A recent Xchanging survey reported that while 86% of insurance industry respondents ranked technology as their first or second priority, only 11% deemed attracting qualified talent similarly important—and about a third said it was a lower priority.
It’s a confusing contradiction in an industry where investing in technological advancement goes hand in hand with recruiting young talent—a vital mission as baby boomers begin to age out of the business.
The survey results, released earlier this month, are based on responses from 75 insurance industry practitioners representing the property-casualty, life-health and reinsurance sectors. Respondents included directors and project managers, executives, IT staff, agents, brokers and analysts.
According to the Department of Labor, the median age of a typical U.S. employee is about 42.
Jenna Richardson, director of North American insurance services at Xchanging, notes the average age of independent agents is much higher.
“Clearly there is a talent gap,” Richardson says. “It may be a chicken-and-the-egg scenario—most tech-savvy millennials will want to work at a company that has made an investment in technology.
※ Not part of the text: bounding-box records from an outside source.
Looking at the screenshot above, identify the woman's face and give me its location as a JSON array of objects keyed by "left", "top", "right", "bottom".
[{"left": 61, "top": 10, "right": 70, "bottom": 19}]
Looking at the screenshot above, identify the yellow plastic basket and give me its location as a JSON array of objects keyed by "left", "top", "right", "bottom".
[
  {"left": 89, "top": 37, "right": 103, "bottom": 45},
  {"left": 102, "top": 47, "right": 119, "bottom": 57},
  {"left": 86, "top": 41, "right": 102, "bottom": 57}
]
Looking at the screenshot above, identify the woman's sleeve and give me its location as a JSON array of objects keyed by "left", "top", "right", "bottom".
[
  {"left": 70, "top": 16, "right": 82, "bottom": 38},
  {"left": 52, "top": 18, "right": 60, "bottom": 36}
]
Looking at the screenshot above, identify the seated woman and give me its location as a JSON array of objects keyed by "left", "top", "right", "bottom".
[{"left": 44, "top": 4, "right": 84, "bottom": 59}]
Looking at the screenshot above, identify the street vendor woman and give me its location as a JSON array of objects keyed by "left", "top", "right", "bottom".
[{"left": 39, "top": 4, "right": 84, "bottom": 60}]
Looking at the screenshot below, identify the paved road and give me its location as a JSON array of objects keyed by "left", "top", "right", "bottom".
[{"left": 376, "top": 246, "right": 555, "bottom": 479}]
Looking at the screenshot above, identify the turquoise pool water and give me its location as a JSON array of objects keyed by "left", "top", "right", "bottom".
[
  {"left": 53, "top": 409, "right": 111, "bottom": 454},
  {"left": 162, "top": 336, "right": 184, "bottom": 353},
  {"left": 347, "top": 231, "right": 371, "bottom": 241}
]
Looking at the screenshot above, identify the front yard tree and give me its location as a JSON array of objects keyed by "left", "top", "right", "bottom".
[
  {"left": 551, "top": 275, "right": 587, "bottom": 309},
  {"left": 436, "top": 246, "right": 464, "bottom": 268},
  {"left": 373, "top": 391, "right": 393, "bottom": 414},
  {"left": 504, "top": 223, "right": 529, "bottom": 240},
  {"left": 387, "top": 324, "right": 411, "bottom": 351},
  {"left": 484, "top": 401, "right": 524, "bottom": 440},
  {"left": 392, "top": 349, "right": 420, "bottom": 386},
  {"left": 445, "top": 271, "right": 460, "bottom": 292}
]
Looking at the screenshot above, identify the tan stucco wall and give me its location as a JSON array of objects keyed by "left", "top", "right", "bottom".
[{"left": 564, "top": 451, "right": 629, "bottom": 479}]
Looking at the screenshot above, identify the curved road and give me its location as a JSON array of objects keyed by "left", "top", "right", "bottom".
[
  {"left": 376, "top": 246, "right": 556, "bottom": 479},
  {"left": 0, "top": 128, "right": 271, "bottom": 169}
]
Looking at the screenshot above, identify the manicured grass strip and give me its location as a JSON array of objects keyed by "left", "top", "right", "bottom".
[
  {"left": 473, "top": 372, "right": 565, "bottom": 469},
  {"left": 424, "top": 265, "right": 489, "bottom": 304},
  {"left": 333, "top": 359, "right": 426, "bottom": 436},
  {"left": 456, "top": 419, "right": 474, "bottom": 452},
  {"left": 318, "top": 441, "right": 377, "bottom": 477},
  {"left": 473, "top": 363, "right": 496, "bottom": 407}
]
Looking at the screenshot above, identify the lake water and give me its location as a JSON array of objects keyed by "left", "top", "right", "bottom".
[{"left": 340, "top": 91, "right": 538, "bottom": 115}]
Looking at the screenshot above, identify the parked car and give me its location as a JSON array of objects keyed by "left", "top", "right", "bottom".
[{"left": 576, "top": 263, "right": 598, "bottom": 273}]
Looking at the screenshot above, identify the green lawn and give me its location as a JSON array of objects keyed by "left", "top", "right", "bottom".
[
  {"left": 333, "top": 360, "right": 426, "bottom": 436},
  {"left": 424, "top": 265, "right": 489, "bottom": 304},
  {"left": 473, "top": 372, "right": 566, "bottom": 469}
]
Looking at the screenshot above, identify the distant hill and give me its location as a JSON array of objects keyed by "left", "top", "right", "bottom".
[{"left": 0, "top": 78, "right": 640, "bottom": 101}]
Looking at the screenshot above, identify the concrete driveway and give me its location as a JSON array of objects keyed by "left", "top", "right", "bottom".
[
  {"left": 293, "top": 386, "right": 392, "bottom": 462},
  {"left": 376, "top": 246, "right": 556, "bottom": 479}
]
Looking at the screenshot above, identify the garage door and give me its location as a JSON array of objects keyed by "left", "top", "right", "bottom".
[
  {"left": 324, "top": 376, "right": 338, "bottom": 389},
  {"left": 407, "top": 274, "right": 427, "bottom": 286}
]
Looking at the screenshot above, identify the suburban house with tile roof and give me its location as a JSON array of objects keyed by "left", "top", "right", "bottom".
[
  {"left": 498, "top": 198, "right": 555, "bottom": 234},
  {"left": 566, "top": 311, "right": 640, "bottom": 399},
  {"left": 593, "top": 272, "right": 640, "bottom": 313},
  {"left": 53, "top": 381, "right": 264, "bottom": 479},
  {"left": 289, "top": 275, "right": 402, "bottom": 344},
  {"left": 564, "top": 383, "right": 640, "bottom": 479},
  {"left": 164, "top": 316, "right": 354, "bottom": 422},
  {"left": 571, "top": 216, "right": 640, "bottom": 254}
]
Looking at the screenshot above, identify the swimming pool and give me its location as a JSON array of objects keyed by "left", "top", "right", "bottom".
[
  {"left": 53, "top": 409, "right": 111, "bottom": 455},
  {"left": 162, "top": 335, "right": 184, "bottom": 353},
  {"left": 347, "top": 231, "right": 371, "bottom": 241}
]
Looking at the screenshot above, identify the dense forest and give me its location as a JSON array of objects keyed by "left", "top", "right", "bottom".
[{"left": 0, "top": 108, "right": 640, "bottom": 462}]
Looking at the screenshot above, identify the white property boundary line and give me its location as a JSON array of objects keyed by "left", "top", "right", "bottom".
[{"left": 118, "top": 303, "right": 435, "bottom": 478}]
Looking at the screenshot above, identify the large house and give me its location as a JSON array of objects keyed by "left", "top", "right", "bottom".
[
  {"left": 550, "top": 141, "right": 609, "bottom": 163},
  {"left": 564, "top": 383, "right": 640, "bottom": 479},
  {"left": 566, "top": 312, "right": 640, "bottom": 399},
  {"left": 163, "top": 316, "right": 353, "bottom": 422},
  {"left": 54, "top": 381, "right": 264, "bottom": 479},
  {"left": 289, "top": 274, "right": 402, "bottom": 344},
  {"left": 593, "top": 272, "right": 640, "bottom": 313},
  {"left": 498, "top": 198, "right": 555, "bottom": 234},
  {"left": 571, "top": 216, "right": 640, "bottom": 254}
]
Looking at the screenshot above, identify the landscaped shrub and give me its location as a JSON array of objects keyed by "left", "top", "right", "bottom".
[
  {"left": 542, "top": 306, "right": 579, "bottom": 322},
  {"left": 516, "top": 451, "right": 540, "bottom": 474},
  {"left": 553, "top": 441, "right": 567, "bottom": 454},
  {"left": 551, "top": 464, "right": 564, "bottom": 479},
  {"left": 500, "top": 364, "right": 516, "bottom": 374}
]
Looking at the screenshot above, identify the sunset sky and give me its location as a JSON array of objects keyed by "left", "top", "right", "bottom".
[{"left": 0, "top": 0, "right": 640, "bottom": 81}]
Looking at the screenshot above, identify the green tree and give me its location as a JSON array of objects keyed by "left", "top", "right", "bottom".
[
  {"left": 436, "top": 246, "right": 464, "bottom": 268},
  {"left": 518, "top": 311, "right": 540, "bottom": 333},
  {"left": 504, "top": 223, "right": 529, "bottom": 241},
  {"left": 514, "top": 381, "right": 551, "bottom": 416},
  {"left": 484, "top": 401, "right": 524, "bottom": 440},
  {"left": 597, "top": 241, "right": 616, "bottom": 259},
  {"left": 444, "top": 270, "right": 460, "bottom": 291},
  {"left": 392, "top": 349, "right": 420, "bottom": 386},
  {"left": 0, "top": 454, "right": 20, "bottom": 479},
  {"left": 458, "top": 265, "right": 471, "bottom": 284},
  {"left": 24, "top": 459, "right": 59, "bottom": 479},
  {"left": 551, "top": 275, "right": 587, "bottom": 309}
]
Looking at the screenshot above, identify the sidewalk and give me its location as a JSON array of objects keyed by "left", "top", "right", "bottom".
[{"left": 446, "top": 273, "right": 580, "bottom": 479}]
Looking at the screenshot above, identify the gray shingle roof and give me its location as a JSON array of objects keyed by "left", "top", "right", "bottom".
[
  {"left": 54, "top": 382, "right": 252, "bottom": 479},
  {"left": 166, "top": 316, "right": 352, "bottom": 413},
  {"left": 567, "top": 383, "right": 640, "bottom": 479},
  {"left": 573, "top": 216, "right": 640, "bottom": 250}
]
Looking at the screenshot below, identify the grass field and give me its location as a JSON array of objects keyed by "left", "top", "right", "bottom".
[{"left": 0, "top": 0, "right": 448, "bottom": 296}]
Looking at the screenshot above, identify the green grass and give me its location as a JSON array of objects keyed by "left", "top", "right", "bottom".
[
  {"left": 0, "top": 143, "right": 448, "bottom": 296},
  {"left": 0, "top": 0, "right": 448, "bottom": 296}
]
Companies should view both technology investment and recruitment as congruous and necessary parts of the larger strategy.”
In a time when employment for agents and brokers is booming, “the jobs are out there—the challenge is in determining how best to attract millennial talent,” Richardson says.
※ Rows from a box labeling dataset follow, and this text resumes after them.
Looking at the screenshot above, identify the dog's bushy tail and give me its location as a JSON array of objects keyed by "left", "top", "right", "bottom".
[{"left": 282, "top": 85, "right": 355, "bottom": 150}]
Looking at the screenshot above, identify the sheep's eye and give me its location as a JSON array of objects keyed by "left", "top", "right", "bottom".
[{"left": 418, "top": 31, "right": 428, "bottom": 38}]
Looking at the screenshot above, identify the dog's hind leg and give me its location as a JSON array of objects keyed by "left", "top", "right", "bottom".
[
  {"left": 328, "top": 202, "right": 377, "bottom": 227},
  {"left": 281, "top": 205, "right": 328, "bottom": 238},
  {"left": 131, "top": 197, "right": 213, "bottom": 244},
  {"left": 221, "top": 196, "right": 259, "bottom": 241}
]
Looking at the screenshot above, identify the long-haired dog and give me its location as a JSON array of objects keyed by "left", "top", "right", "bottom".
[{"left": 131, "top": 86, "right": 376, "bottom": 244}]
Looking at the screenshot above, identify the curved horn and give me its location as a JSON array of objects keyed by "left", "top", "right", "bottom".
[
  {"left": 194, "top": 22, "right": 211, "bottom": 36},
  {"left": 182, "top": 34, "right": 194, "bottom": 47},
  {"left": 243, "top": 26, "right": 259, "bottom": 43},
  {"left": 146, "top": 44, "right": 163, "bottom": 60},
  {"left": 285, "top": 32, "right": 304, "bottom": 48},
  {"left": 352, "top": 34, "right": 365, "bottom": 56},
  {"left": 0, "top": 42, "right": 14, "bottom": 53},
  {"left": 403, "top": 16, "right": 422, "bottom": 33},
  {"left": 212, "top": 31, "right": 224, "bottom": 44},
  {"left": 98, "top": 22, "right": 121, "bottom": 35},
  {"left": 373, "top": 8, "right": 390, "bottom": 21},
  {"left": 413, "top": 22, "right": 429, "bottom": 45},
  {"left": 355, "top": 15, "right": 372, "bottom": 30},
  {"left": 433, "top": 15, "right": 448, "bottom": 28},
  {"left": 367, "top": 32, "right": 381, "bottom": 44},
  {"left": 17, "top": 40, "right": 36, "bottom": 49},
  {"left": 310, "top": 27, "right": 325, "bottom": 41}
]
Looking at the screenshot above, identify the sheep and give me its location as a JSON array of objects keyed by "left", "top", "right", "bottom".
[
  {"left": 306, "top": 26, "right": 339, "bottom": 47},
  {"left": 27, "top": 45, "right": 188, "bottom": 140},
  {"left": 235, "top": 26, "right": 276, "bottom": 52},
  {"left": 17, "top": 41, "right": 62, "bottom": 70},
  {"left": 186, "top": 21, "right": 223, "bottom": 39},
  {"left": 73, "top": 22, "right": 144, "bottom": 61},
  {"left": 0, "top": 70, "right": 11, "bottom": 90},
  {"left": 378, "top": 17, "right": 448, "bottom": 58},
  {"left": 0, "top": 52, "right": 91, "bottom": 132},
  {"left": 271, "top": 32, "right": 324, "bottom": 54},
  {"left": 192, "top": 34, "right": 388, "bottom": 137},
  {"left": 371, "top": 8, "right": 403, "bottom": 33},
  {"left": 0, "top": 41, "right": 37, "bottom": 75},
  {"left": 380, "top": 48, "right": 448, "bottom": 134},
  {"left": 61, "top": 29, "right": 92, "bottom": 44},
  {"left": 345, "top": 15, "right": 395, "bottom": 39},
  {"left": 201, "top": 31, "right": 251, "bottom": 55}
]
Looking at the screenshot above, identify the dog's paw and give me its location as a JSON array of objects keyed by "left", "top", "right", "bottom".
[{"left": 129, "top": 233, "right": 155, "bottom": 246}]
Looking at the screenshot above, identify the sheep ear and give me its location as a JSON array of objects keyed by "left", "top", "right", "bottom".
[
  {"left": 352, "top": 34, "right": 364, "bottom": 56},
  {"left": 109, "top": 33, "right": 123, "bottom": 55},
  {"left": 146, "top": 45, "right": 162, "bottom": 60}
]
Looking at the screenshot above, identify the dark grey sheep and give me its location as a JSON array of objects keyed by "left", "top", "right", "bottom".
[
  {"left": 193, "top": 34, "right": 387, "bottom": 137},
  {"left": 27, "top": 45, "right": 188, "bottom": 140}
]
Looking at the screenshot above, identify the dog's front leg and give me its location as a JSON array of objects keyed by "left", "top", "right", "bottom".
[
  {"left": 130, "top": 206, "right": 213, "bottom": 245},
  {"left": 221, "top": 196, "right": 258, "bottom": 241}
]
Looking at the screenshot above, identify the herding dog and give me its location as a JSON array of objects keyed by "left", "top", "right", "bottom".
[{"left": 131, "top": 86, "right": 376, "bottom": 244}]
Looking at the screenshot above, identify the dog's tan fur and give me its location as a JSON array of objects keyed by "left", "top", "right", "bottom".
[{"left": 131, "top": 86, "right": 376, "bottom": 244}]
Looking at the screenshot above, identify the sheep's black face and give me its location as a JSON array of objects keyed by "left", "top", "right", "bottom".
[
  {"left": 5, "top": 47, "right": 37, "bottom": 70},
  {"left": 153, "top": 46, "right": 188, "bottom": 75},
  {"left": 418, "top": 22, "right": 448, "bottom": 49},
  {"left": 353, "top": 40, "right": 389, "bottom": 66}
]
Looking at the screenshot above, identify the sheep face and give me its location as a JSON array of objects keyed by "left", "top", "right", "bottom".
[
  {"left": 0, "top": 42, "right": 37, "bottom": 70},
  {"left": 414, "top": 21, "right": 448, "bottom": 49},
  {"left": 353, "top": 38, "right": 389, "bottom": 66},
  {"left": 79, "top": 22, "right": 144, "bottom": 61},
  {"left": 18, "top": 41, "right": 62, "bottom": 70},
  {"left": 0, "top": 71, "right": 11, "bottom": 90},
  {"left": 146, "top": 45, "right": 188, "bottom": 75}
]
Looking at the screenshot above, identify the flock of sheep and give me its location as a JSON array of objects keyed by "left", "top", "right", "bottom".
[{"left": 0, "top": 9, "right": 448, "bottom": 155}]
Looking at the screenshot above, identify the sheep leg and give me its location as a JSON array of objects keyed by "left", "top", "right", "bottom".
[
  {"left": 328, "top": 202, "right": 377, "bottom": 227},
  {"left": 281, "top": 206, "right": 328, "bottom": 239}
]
Considering the average millennial’s reputation as a digital native, one way to fight that stigma is to invest in the technology they know so well and to tell potential new hires that they’ll be integral to the industry’s survival in the future. That will require “general education on innovation in the industry—everything from mobile apps to connected car technologies,” Richardson says. “The industry is actually much more evolved than most millennials may think.”
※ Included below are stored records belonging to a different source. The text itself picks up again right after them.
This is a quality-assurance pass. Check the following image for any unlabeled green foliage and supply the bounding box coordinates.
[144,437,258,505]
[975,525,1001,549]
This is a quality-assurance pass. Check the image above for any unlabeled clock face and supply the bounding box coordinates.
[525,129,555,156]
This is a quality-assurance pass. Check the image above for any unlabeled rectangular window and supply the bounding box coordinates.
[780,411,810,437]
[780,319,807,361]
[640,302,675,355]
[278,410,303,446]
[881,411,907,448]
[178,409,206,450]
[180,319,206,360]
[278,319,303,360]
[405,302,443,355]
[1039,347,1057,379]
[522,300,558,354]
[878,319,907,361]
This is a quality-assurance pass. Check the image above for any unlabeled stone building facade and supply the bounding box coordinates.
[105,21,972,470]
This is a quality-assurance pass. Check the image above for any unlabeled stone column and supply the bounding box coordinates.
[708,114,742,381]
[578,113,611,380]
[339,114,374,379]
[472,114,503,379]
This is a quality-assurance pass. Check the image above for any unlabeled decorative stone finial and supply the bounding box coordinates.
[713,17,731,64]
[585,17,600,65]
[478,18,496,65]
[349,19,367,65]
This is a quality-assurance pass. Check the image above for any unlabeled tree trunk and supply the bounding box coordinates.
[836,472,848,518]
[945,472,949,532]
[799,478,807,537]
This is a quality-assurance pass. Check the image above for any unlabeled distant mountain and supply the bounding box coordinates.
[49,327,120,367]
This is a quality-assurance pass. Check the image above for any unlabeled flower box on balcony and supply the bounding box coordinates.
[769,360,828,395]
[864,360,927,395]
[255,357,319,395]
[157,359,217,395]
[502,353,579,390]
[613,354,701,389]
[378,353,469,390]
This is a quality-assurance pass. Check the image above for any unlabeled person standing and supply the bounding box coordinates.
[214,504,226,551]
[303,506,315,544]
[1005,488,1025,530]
Interestingly, despite the low value respondents placed on traditional recruitment, “The 2014 Insurance Technology and Spending Trends Report” found that nearly half of respondents listed “strategic sourcing of talent” as their second-highest priority. Whether that means turning to shared or outsourced services or automation robotics to supplement operational resources, the practice is on the rise.
“Organizations leverage these options to create efficiencies within the operations and to assist in cost reduction and containment,” Richardson explains. “Many insurance companies have turned to third-party service specialists to source skilled resources, allowing them to focus additional resources on core business objectives such as profitable underwriting, capital management and growth.”
Jacquelyn Connelly is IA senior editor.